論理学FAQのブログ

授業でもらったコメントに対して書いたリプライを、ブログ形式に編集しました。

モデルの存在

2019年5月7日のコメントペーパーより。レジュメは古典命題論理

コメント:モデルが存在するというのは、論理的に考えて矛盾しないようなモデルを思いつけば存在していると言っていいのですか。モデルが存在するというのはどういうことなのでしょうか。

回答:たとえば、

大西は研究室か教室にいる、それゆえ、大西は研究室にいる

という推論を考えます。前提も結論も (2019年5月10日の昼時点では) 真ですが、妥当ではありません。それは、前提が真であるにもかかわらず、結論が偽であるような状況がありうるからです (わたしが教室にいる状況ですね)。

難しいのは、ここでの「ありうる状況」とは何かということです。この現実の世界とは異なるさまざまな「可能的状況」とでも呼びうるものが、この世界とは別の場所に一揃い存在しているのでしょうか。しかし、そんなものいったいどこにあるんでしょうか。それらはこの世界とは同じ意味で「存在している」とは言えず、たんにそれらをわたしたちが思考できる、想像できると言うほうがよい気もします。

しかし、何が想像可能なのか、その範囲を確定するのも難しいように思われます。
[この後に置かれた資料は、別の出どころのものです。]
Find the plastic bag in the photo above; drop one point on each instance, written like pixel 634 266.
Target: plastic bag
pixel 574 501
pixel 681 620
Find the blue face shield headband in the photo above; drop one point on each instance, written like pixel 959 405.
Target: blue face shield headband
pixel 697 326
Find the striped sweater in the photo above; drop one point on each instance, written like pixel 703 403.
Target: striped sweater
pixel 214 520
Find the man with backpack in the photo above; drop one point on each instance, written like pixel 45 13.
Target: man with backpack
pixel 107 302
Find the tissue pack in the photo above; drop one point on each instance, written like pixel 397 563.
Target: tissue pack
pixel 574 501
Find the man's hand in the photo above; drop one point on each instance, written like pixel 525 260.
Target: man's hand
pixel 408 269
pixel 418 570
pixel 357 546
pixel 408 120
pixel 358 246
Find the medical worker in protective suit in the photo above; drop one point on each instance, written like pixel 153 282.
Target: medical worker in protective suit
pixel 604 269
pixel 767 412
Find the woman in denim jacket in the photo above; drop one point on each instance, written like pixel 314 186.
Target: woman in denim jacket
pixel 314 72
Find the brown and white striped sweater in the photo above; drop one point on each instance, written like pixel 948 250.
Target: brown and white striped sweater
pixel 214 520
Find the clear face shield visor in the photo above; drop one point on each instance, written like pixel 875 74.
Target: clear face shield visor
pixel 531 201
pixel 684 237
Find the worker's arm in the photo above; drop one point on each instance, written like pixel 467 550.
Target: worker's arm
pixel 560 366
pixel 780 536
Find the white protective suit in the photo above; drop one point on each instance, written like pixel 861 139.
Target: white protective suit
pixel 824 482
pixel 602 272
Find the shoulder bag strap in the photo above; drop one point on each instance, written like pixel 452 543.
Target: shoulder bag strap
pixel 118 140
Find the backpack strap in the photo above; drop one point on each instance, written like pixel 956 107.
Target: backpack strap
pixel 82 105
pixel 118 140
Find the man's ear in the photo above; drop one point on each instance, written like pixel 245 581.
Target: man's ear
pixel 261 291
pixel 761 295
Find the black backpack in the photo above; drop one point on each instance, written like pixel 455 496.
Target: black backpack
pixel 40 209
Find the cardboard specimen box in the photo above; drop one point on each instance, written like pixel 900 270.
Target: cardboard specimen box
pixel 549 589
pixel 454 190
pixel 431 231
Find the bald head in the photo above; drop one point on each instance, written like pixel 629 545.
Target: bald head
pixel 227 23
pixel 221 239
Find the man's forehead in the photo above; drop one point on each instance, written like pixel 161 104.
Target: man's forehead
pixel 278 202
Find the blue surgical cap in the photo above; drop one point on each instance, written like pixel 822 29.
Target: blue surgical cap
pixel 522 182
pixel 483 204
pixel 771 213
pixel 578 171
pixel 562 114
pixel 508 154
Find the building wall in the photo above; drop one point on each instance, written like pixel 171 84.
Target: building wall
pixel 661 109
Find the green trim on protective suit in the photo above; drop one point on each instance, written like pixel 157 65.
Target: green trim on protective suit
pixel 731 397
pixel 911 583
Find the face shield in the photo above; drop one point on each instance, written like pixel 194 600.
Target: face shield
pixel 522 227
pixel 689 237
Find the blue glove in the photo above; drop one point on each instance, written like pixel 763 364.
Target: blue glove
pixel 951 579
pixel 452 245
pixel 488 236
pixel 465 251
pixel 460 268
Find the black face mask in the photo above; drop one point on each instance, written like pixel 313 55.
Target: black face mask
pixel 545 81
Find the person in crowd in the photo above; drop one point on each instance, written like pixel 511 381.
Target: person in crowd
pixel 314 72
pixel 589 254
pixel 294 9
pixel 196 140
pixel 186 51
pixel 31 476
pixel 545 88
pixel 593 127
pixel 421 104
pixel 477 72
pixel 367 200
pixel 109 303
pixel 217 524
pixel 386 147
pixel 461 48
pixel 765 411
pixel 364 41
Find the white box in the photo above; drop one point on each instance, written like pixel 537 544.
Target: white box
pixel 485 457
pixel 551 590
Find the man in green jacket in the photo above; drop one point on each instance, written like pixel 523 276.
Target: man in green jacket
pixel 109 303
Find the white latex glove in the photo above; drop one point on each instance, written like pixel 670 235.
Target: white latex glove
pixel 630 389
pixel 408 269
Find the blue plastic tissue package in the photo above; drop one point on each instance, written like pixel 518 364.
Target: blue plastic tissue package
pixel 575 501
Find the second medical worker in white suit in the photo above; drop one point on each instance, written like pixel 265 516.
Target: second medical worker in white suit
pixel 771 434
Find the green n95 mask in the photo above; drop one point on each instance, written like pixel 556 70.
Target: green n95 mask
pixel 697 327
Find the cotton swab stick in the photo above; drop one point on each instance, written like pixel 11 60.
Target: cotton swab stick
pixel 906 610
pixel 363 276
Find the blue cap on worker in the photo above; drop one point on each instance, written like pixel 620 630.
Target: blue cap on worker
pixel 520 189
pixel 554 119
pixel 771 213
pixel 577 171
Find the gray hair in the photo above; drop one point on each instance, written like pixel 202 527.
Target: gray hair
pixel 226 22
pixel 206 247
挙げられている「論理的に矛盾しない」というのは、想像可能性の最低条件のようにも思えますが、わたしたちはたとえば、「おなかいっぱい食べながらもみるみるうちに痩せていく」のような矛盾した状況を思い描いたり、望んだりしないでしょうか。もう少し真面目に言うと、2足す2が5であるような、あるいは三角形が4つの辺をもつような、そのような状況を本当に想像することはできないのでしょうか。これらは日本語としては表現できていて、意味は理解できますよね。何が足りないのでしょうか。

以上のような、「可能的状況とは何か」は真剣な検討に値する重要な哲学的問題だと思いますが、すぐに答えが出るようなものでもありません。そこで論理学では、この問題をいわばバイパスして、可能的状況の数学的代理物としての「モデル」を用います。そこでは、実在しているか想像可能かということにはかかわらず、定義に従って数学的に構成できるかどうかが存在の規準です。

もちろん、この数学的なモデルの概念が、元々わたしたちが考えていた「可能的状況」の意味合いをちゃんと捉えられているかどうかはつねに検討の余地があります。また、「数学的に構成できるかどうか」という規準にしても、このあとの質問に答えるように、どのような理論のもとで考えるかによって変動する可能性があります。それでも、出発点のところで考え込むよりも、数学的にいろいろなモデルをどんどん定義してみることでわかることはたくさんあり、その意味でこの方法はとても有用と言えると思います。